My friend wrote me this piece of code but he didn’t explain it very well. I have 16 bits of information that are either 0 or 1, so he stored it in char[8] and he gets them back using:

“led % 8” is the remainder when you divide the value “led” by 8.
Thus, if “led” is 10, led / 8 = 1, and led % 8 = 2
so “led / 8” addresses the second byte in your array, and “led % 8” gives you the position of the bit you want within that byte.

The rest just sets up a bitmask to extract that bit.

& (1 << (7 - (led % 8)) == 0) ? 0 : 1

“1 <<” means shift a single bit left by the number of places after the “<<” operator.
so, 1 << 1 = 10 (in binary) or decimal 2.
1 << 0 = 1
1 << 2 = 4

These allow you to isolate a single bit.

The “?” operator evaluate the expression to its left, and if true, returns the first of its operands (here “0”), otherwise it returns the rightmost (after the “:”), here “1”.

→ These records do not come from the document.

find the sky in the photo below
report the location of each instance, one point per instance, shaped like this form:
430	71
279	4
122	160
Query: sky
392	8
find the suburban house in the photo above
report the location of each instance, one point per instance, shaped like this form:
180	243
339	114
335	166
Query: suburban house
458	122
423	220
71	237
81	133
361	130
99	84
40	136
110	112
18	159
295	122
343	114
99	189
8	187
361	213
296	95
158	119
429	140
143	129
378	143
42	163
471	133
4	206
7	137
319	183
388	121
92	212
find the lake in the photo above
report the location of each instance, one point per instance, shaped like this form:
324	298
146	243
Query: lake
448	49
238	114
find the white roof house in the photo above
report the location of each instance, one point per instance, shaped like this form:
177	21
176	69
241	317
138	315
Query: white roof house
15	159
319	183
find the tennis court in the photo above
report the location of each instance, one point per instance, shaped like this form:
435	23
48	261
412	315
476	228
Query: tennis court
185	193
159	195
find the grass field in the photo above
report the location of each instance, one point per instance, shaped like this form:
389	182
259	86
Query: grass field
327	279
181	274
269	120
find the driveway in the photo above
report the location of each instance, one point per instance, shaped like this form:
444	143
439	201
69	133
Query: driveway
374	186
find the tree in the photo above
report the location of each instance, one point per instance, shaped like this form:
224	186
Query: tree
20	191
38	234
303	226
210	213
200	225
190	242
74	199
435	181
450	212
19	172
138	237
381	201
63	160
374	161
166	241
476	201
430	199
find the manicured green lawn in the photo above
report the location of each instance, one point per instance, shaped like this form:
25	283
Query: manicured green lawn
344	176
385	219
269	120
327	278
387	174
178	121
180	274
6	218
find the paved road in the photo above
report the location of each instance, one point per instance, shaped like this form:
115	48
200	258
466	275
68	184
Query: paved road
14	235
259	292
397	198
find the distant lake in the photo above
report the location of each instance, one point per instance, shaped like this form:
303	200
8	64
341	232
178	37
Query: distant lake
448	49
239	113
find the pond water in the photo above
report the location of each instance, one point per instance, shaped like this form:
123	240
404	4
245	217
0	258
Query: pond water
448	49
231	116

Thus "(3 == (1 + 2) ? “A” : “B” "
would return the string “A”.

i think i sort of get it. if whites[0] or whites[1] is empty, then it is 0 and because of the bitwise AND operator, it will return 0 and the whole thing is 0.

when it isn’t empty, the first part of the compare is 1. then we go on to check the bit which is led % 8. but i don’t get how shifting 1 left a certain number of places returns the bit value.

1<<0 = 1
1<<1 = 2
1<<2 = 4

1<<n is always bigger than 0. so doesn’t that always return true as long as the whites[0] and whites[1] isn’t empty? maybe i’m getting a bit confused here. if:

whites[0] = B10100000;

then whites[0] is not empty. and say we want the third bit (we count from the LSB on the right, yes?) so then

1<<n is always bigger than 0. so doesn’t that always return true

You’ve missed out the bitwise logical AND operator “&”.

If you’ve got a byte that contains a value, a simple test for odd or even is “value & 1”.
This ANDs “value” with 1.
If the least significant bit of value is a “1”, this expression will evaluate true, because “1 & 1 = 1”.
“value” is thus odd.

If the least significant bit is a zero, “1 & 0 = 0”, so “value” is even.

Thus “1 << x” isolates a single bit, and the “&” operation tests that bit.